Friday, May 8. The Riemann zeta function is the first of many such functions we can study. The generalizations are called L-functions, and for us are of the form L(s,f) = Sum_n a_n(f) / n^s = Prod_p L_p(s,f)^{-1} where L_p(s,f) is a polynomial of degree d in p^{-s}. Two of the most important are Dirichlet L-functions (which has applications to primes in arithmetic progression) and Elliptic Cuve L-functions (which has applications to understanding the size of the group of rational solutions of the elliptic curve -- see the Birch and Swinnerton-Dyer conjecture for more information). Dirichlet characters are sometimes covered in a group theory or abstract algebra course. If you want more details, see Chapter 3 of our book (from Section 3.3.2 to 3.3.6). Elliptic curves are discussed in Section 4.2.We initially used some knowledge of the zeros of the Riemann zeta function to deduce information about the primes. Amazingly, if we look at families of L-functions we can convert knowledge of sums over the family of the a_n(f) to information about the zeros of the associated L-functions. We saw how we have great formulas for summing Dirichlet characters; similar formulas exist for other families as well. For details in the case of Dirichlet L-functions, see Chapter 18 of our book. Note the amazing similarity between random matrix theory. We have three ingredients to understand the zeros. (1) Determine the correct scale to study the zeros (this actually falls out from the functional equation). (2) Derive a formula relating sums over the zeros to a related sum over the prime coefficients. This is the analogue of the Eigenvalue Trace Lemma, Tr(A^k) = Sum lambda_i(A)^k. The reason this formula was so useful is that while we want to understand the eigenvalues of our random matrices, it is the matrix elements that we choose. Thus, this formula allows us to pass from knowledge of the matrix elements to knowledge of the zeros. These are known as Explicit Formulas. (3) The Eigenvalue Trace Lemma and the Explicit formula would be useless, however, if we were unable to actually execute the sums.
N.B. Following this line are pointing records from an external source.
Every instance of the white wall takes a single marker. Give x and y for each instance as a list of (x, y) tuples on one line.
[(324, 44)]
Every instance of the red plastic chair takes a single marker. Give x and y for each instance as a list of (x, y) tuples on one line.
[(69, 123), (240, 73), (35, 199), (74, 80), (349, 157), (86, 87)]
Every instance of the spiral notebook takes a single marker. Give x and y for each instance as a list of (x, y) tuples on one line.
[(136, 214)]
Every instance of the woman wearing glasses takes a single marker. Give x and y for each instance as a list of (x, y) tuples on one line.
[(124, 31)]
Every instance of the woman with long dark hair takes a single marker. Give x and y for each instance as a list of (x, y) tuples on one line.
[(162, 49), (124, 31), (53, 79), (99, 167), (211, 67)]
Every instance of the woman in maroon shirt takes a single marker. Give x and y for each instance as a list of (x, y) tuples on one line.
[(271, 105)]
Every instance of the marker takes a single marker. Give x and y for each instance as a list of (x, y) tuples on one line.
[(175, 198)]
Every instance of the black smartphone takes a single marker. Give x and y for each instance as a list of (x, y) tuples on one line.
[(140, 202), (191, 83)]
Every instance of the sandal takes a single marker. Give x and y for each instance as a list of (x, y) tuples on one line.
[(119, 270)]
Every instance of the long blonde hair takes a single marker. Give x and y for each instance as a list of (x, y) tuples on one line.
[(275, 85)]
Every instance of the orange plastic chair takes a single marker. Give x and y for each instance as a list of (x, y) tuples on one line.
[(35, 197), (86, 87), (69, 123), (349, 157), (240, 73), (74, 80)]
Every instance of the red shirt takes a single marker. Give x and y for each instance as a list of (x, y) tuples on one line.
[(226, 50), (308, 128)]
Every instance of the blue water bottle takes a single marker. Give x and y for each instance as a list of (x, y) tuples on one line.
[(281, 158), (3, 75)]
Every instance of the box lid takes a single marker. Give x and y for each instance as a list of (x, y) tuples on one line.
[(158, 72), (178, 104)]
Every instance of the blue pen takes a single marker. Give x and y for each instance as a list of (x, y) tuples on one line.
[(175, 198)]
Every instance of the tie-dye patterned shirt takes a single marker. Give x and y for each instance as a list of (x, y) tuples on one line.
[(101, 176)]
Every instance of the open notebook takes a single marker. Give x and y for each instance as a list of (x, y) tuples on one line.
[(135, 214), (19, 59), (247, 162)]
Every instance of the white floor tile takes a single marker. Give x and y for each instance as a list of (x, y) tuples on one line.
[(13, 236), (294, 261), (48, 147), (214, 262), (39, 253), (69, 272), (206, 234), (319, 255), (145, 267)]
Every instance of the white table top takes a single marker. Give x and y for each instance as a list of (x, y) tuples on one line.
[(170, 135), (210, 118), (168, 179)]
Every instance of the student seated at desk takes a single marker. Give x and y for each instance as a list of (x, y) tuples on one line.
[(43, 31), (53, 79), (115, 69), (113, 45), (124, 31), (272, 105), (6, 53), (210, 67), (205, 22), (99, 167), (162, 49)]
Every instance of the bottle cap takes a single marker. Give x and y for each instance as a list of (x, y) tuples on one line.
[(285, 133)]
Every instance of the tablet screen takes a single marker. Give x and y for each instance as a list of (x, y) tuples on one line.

Our theory thus requires some kind of averaging formula. For random matrix theory, this was the integrals of Tr(A^k) P(A) dA; we could compute these as Tr(A^k) is a polynomial in the matrix elements, and then we used combinatorics and probability theory. Sadly, we do not have great averaging formulas in number theory, and this is why the results there are significantly worse.

Wednesday, May 6. The complex analytic proof of the Prime Number Theorem uses several key facts. We need the functional equation of the Riemann zeta function (which follows from Poisson summation and properties of the Gamma function), the Euler product (namely that zeta(s) is a product over primes), and one important fact that no one questioned in class: what if the Riemann zeta function has a zero on the line Re(s) = 1! If this happened, then the main term of x from integrating zeta'(s)/zeta(s) * x^s/s arising from the pole of zeta(s) at s=1 would be cancelled by the contribution from this zero! Thus it is essential that there be no zero of zeta(s) on Re(s) = 1. There are many proofs of this result. My favorite proof is based on a wonderful trig identity: 3 + 4 cos(x) + cos(2x) = 2 (1 - cos(x))^2 >= 0 (many people have said that w^2 >= 0 for real w is the most important inequality in mathematics). If people are interested I'm happy to give this proof in class next week (or see Exercise 3.2.19 in our textbook; this would make a terrific aside if anyone is still looking for a problem). There is an elementary proof of the prime number theorem (ie, one without complex analysis). For those interested in history and some controversy, see this article by Goldfeld for a terrific analysis of the history of the discovery of the elementary proof of the prime number theorem and the priority dispute it created in the mathematics community. We mentioned Riemann computed zeros of zeta(s) but didn't mention his achievement; the method only came to light about 70 years later when Siegel was looking at Riemann's papers. Click here for more on the Riemann-Siegel formula for computing zeros of zeta(s). Finally, terrific advice given to all young mathematicians (and this advice applies to many fields) is to read the greats. In particular, you should read Riemann's original paper. In case your mathematical German is poor, you can click here for the English translation of Riemann's paper. The key passage is on page 4 of the paper:
- One now finds indeed approximately this number of real roots within these limits, and it is very probable that all roots are real. Certainly one would wish for a stricter proof here; I have meanwhile temporarily put aside the search for this after some fleeting futile attempts, as it appears unnecessary for the next objective of my investigation.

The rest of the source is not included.